Fıkhi hükmü ister vacip, ister sünnet olsun; kurban ibadetinin ancak kurban
olacak hayvanın usulüne uygun olarak kesilerek yerine getirileceği kesindir.
Bedelini infak etmek suretiyle, kurban ibadeti yerine getirilmiş olmaz.
Kurban ibadeti hicretin ikinci yılında eda edilmeye başlanmış ve Hz.Peygamber
(s.a.s.) hicretten itibaren on yıla yakın bir süre hep kurban (Udhiyye)
kesmiştir. (Bknz: Tirmizi 20, K.El-Edahi, 11, Hadis No: 1507)
"Enes (r.a.) diyor ki: Hz.Peygamber (s.a.s.) iki alaca (semiz) koç kurban
kesti. Ayağını yanlarına basarak "bismillah" deyip, tekbir aldığını
gördüm., Sonra onları kendi elleriyle kesti." ( Buhari, 73, K.Eİ-Edahi
9,14; Müslim 35, K.El-Edahi 17 Hadis No:1966)

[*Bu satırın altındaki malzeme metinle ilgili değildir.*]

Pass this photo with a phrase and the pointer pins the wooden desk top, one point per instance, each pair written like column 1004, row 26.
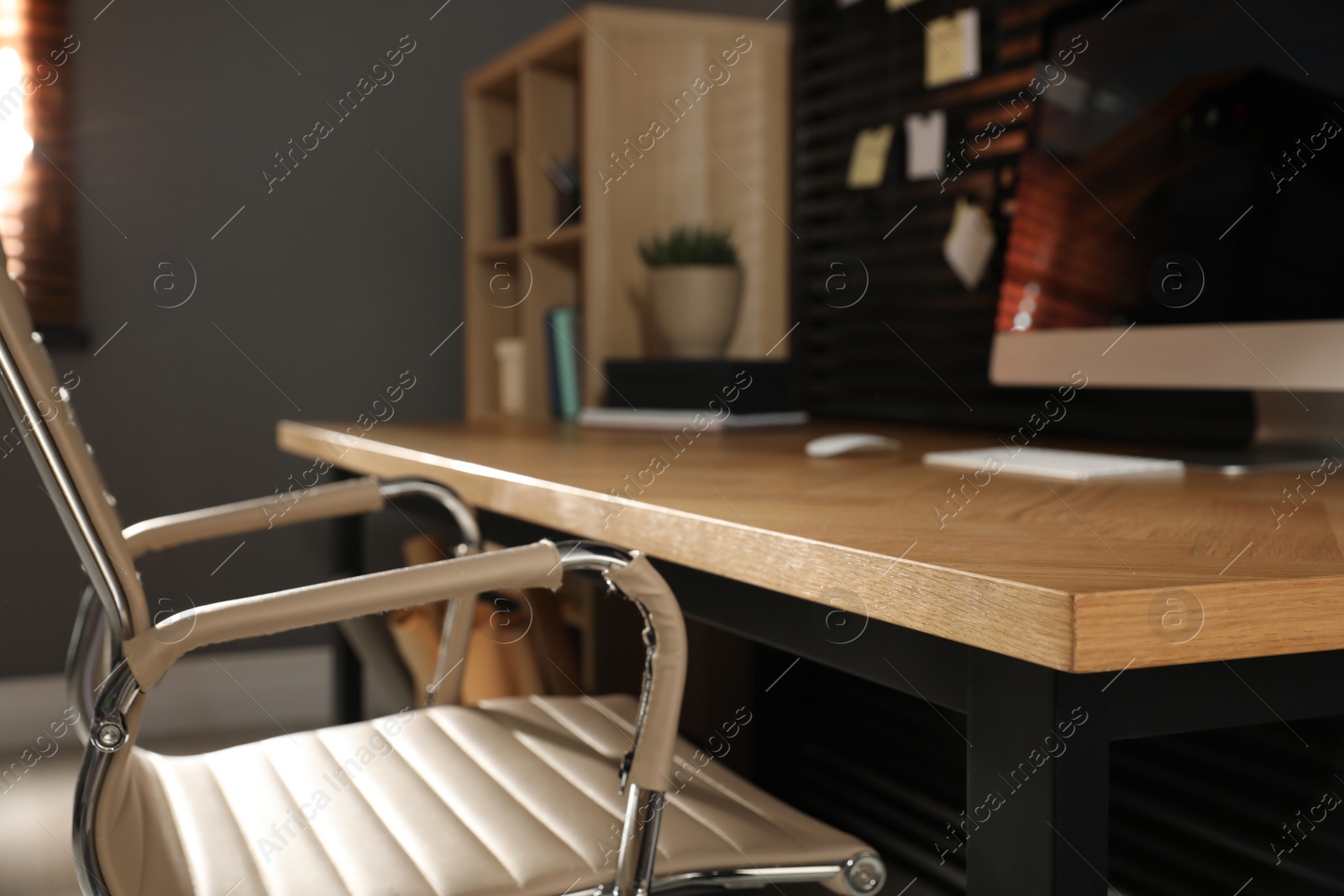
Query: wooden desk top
column 1082, row 578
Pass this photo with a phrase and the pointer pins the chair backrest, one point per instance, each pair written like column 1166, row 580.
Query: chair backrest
column 45, row 421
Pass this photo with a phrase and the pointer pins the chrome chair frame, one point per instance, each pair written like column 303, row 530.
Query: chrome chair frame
column 91, row 656
column 105, row 620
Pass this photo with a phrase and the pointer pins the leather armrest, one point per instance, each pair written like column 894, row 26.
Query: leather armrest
column 151, row 653
column 651, row 766
column 318, row 503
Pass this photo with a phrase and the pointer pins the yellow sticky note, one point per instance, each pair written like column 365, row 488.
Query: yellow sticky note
column 869, row 157
column 952, row 49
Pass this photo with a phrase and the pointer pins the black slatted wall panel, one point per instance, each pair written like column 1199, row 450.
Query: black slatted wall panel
column 916, row 345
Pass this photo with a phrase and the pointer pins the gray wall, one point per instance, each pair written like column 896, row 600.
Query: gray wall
column 329, row 285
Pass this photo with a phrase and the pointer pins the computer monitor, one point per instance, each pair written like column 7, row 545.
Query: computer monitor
column 1180, row 208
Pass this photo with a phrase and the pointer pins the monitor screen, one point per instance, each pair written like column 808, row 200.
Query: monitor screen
column 1186, row 165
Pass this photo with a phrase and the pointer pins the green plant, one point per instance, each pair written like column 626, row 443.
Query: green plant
column 690, row 246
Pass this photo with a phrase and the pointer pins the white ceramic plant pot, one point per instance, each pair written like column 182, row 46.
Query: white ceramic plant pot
column 696, row 307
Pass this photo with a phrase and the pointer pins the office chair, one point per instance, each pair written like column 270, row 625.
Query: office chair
column 517, row 795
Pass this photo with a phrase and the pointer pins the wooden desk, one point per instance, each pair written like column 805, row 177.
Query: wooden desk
column 1079, row 578
column 1153, row 607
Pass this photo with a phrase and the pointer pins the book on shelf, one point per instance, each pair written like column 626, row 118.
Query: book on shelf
column 564, row 176
column 562, row 340
column 705, row 421
column 506, row 191
column 711, row 394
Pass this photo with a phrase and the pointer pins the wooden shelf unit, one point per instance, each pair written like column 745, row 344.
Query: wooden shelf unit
column 586, row 89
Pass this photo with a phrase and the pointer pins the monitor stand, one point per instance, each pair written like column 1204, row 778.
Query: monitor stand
column 1294, row 432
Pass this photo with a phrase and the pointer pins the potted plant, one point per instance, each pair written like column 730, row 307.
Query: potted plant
column 696, row 289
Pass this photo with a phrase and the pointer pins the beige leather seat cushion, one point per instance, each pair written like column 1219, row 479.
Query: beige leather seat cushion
column 515, row 797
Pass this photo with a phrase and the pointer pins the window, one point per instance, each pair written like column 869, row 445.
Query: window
column 37, row 195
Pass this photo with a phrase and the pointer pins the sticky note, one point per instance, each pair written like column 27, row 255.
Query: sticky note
column 952, row 47
column 969, row 244
column 869, row 157
column 927, row 141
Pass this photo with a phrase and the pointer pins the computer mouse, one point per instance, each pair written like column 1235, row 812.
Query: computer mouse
column 848, row 443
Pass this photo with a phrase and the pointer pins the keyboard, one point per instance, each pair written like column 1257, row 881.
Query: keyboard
column 1053, row 464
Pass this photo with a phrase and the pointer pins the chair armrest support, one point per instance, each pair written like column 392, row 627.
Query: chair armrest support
column 319, row 503
column 664, row 673
column 151, row 653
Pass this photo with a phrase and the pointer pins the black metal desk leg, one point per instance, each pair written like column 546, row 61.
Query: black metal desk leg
column 1037, row 781
column 349, row 547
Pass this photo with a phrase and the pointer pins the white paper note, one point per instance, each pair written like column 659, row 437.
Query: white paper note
column 969, row 244
column 927, row 144
column 952, row 49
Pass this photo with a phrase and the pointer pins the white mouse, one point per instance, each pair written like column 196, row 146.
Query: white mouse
column 847, row 443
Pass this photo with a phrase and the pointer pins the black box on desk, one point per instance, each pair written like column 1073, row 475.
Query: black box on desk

Kurban Bayramı günlerinde kurban kesmenin vacip olduğunu kabul edenler, sadece
Hanefiler değildir. İmam Evzai, Leys İbn. Sa'd ve İmam Malik de, kurbanın vacip
olduğu görüşündedir.
Udhiyye kurbanının kesilmesinin sünnet olduğunu savunan bilginler kendilerini
destekleyen bir kanıt olarak; farz veya vacip ibadetlerde, o ibadetin vaktinde
eda edilemeyişi halinde onun yerine (bedel) olarak yapılabilecek bir başka
ibadetin bulunduğunu, nitekim Cuma namazı ile yükümlü oldukları halde, bunu
kılamayanların o günkü öğle namazını kılmaları gerektiğini; halbuki kurban
konusunda böyle bir seçeneğin mevcut olmadığını söylemişlerdir ki; bu da kurban
ibadetinin, kurbanlık hayvanın, belirli günlerde kesilmesiyle bu emrin (ister
vacip, ister sünnet olsun) yerine getirileceğini ortaya koymaktadır.
Kavramları ve fıkhi hükümleri, birbirine karıştırmadan, konuları incelemek ve
özellikle halka yönelik değerlendirmelerde buna dikkat etmek gerekir. İslamın
öngördüğü ilim adabı ve ilim anlayışı da bunu gerektirir.
Kurbanlık hayvanın (daha genel olarak hayvan) kesimi esnasında; hayvana fazla
eziyet vermemek için (ölüm acısını azaltmak maksadıyla) kesim sırasında
hayvanın elektrik şoku ile bayıltılması, bu hayvanın kurban olarak kabul
edilmesine engel ayıplardan sayılmaz. Çünkü kurbana engel ayıplar; kesim
sırasında meydana gelen arızalar olmayıp, hayvanda önceden mevcut olan
kusurlardır. Bu itibarla (şok etkisiyle ölmeden önce hemen) canlı olarak
kesilmek kaydıyla, kurbanlık hayvanın elektrik veya benzeri bir şeyle
şoklanmasında dinen bir sakınca yoktur. Şayet hayvan, henüz kesilmeden, şokun
etkisiyle ölürse; o, kurban olamayacağı gibi, eti de yenmez.